Some time ago, I was consulted on a patient because of excessive urination. The patent was putting out 4 or 5 five liters a day and nobody knew why. I checked out all the usual suspects, diabetic ketoacidosis, hyperglycemia, diabetes insipidus, etc. and all the medications listed on his chart. No diuretics. Finally, at my wit’s end, I entered the ICU room and noticed a number of med bags, some full, some empty hanging there on the IV pole. I checked each and discovered a bag labeled "dopamine” slowly dripping in.
I went to the nurse and asked how long the patient had been on dopamine. She said "He's not on dopamine." I said, "Come with me" and showed her that he was in fact getting low dose dopamine, a drug that behaves like a diuretic.

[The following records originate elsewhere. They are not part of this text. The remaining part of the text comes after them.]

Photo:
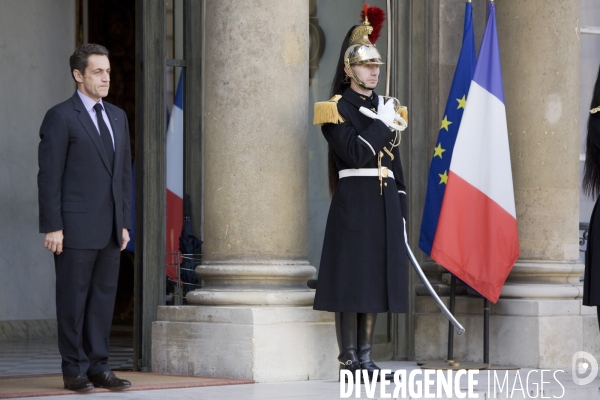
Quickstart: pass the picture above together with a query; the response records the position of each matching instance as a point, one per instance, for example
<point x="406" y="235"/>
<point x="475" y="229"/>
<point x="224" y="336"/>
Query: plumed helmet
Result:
<point x="361" y="44"/>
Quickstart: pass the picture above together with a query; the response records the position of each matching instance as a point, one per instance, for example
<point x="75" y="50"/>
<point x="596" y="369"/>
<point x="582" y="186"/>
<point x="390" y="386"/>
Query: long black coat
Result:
<point x="591" y="283"/>
<point x="363" y="263"/>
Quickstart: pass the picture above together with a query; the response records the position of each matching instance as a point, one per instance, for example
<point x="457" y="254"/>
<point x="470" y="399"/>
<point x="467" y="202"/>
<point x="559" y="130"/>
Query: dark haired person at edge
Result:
<point x="591" y="187"/>
<point x="84" y="190"/>
<point x="363" y="264"/>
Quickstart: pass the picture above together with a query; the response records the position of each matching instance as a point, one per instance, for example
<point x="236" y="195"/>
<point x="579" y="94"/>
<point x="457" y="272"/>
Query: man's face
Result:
<point x="367" y="73"/>
<point x="95" y="81"/>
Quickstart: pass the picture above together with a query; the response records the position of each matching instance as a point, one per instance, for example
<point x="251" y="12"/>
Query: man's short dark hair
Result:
<point x="79" y="58"/>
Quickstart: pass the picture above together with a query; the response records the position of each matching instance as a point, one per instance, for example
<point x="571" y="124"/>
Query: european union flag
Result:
<point x="455" y="106"/>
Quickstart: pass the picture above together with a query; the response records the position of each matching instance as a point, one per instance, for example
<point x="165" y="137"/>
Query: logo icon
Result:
<point x="584" y="363"/>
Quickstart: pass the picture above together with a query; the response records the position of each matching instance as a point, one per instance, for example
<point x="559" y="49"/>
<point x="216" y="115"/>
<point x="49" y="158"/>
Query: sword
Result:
<point x="459" y="328"/>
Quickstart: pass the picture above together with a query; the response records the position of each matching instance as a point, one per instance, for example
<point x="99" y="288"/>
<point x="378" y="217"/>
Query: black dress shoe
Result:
<point x="371" y="367"/>
<point x="108" y="380"/>
<point x="77" y="383"/>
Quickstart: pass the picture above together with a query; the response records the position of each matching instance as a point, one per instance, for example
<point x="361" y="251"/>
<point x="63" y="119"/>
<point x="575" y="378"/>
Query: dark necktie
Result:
<point x="105" y="134"/>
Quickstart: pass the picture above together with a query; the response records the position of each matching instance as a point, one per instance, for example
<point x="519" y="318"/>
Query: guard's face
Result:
<point x="95" y="81"/>
<point x="367" y="73"/>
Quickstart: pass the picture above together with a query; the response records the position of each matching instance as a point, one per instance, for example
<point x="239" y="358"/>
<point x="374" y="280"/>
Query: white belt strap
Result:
<point x="345" y="173"/>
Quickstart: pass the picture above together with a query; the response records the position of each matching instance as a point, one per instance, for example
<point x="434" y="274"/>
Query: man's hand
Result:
<point x="125" y="239"/>
<point x="53" y="241"/>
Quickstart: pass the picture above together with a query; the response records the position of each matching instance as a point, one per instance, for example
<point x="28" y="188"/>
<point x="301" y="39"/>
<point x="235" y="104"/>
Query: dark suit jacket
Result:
<point x="78" y="191"/>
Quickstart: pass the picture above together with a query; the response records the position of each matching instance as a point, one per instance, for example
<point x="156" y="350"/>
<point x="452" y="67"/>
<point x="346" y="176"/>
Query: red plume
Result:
<point x="376" y="18"/>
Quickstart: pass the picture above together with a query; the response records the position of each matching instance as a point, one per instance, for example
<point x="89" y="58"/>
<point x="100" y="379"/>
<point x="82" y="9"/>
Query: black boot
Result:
<point x="366" y="333"/>
<point x="345" y="327"/>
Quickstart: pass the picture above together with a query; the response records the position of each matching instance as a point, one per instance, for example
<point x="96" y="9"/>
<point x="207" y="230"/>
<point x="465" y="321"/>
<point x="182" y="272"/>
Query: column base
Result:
<point x="530" y="333"/>
<point x="265" y="344"/>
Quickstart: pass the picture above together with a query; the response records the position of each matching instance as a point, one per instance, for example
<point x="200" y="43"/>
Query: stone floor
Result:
<point x="41" y="357"/>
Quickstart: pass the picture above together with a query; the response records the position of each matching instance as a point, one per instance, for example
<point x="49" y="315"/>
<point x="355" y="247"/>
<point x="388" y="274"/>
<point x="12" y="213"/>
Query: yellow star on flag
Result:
<point x="444" y="177"/>
<point x="445" y="123"/>
<point x="438" y="151"/>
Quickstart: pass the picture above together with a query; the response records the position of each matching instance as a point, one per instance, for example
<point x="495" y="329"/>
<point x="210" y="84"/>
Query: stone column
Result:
<point x="539" y="321"/>
<point x="253" y="319"/>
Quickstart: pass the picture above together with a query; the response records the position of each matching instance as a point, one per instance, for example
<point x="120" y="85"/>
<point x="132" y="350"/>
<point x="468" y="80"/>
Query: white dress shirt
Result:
<point x="89" y="106"/>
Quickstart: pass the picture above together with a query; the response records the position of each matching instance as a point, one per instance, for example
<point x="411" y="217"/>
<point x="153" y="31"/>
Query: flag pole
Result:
<point x="389" y="52"/>
<point x="450" y="359"/>
<point x="486" y="302"/>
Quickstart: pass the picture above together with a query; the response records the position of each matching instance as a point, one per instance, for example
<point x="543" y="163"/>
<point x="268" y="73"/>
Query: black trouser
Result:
<point x="86" y="286"/>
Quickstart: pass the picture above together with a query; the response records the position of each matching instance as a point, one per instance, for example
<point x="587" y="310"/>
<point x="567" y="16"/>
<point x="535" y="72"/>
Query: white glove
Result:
<point x="386" y="111"/>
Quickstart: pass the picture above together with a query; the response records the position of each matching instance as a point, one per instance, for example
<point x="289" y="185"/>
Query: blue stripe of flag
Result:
<point x="440" y="163"/>
<point x="488" y="73"/>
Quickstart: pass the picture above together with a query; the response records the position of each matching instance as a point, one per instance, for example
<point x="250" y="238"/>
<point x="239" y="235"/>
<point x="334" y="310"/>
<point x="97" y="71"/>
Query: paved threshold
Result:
<point x="512" y="384"/>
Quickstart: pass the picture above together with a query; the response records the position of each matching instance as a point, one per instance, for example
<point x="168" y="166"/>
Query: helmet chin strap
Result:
<point x="360" y="83"/>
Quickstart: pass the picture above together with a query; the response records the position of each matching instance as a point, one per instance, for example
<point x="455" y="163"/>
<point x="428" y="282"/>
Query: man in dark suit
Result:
<point x="84" y="185"/>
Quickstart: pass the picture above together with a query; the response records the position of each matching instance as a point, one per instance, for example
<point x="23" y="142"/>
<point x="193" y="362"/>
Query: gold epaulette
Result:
<point x="403" y="111"/>
<point x="326" y="112"/>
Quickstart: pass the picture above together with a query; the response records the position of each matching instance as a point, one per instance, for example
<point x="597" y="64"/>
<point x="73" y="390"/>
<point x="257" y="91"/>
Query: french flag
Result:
<point x="477" y="237"/>
<point x="175" y="176"/>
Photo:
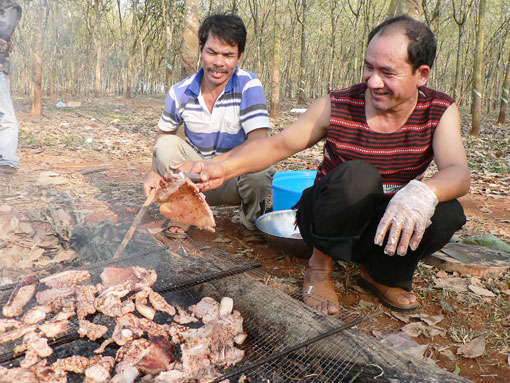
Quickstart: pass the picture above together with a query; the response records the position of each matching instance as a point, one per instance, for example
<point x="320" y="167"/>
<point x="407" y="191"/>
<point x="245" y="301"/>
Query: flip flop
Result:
<point x="389" y="296"/>
<point x="321" y="294"/>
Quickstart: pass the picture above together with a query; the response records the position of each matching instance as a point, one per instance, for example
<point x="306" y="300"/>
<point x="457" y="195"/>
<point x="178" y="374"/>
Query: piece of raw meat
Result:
<point x="20" y="296"/>
<point x="181" y="201"/>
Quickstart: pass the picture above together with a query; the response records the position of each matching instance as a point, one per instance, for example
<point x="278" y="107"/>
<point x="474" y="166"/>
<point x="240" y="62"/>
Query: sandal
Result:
<point x="172" y="234"/>
<point x="389" y="296"/>
<point x="321" y="296"/>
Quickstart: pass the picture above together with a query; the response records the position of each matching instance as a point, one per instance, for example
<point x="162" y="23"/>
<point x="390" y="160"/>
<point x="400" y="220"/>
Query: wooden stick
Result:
<point x="135" y="223"/>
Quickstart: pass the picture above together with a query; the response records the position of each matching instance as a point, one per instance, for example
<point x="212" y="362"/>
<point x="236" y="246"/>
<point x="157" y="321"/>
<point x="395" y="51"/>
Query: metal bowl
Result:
<point x="282" y="234"/>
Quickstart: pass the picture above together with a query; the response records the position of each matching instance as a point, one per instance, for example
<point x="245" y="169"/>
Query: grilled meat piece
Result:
<point x="207" y="309"/>
<point x="157" y="357"/>
<point x="34" y="315"/>
<point x="181" y="201"/>
<point x="53" y="295"/>
<point x="76" y="364"/>
<point x="6" y="323"/>
<point x="159" y="303"/>
<point x="139" y="276"/>
<point x="91" y="330"/>
<point x="125" y="373"/>
<point x="20" y="296"/>
<point x="132" y="352"/>
<point x="17" y="375"/>
<point x="141" y="304"/>
<point x="183" y="317"/>
<point x="16" y="333"/>
<point x="47" y="374"/>
<point x="53" y="327"/>
<point x="109" y="300"/>
<point x="85" y="297"/>
<point x="99" y="369"/>
<point x="66" y="278"/>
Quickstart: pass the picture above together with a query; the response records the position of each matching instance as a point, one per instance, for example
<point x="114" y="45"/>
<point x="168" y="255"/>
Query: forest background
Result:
<point x="300" y="49"/>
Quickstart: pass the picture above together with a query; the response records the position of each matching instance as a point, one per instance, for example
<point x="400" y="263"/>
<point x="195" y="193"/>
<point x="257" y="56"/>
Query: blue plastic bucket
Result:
<point x="288" y="187"/>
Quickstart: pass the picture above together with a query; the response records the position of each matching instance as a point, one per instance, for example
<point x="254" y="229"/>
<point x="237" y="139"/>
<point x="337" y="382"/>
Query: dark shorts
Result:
<point x="340" y="213"/>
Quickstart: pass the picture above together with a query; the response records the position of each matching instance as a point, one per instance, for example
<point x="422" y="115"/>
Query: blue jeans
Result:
<point x="8" y="126"/>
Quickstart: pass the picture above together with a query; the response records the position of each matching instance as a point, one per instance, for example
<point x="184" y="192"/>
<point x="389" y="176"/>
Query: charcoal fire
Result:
<point x="168" y="351"/>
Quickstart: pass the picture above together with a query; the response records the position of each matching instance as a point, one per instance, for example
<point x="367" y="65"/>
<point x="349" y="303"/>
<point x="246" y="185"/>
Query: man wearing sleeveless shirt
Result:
<point x="370" y="202"/>
<point x="221" y="107"/>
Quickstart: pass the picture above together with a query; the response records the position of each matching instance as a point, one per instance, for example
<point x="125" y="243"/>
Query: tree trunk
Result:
<point x="505" y="94"/>
<point x="477" y="71"/>
<point x="302" y="59"/>
<point x="168" y="40"/>
<point x="37" y="64"/>
<point x="131" y="54"/>
<point x="190" y="47"/>
<point x="275" y="80"/>
<point x="271" y="310"/>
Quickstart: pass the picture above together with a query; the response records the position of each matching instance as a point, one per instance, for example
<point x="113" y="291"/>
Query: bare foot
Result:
<point x="318" y="288"/>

Unbeknownst to those "taking care" of him, he had been on dopamine for no one knows how long. The next day I got a call from the head of nursing informing me that it was not nursing's fault. Perhaps the IV team or the pharmacy was responsible. I agreed with her. I did not want to be accused of being mean to the nurses. Anyway, according to the computer printout and the nursing notes, he was NOT on dopamine. Maybe a relative sneaked in and hung the drug. No one was faulted. The problem resolved. No "root cause analysis” was undertaken. Why bother?
This reminded me of a polyuria story of my own. One weekend, I was covering for another surgeon and rounded on a postop patient whose urine output had been increasing over the last several days. The labs were OK, and he had no obvious reason for his 3500-4000 mL/day outputs. I looked at the intake and output records [this occurred back in the day when such things could easily be found at the bedside] and saw that he was getting more and more IV fluid every day. I called a resident and asked him what was going on. He told me they had been increasing the IV fluid rate every day to keep up with the losses in the urine.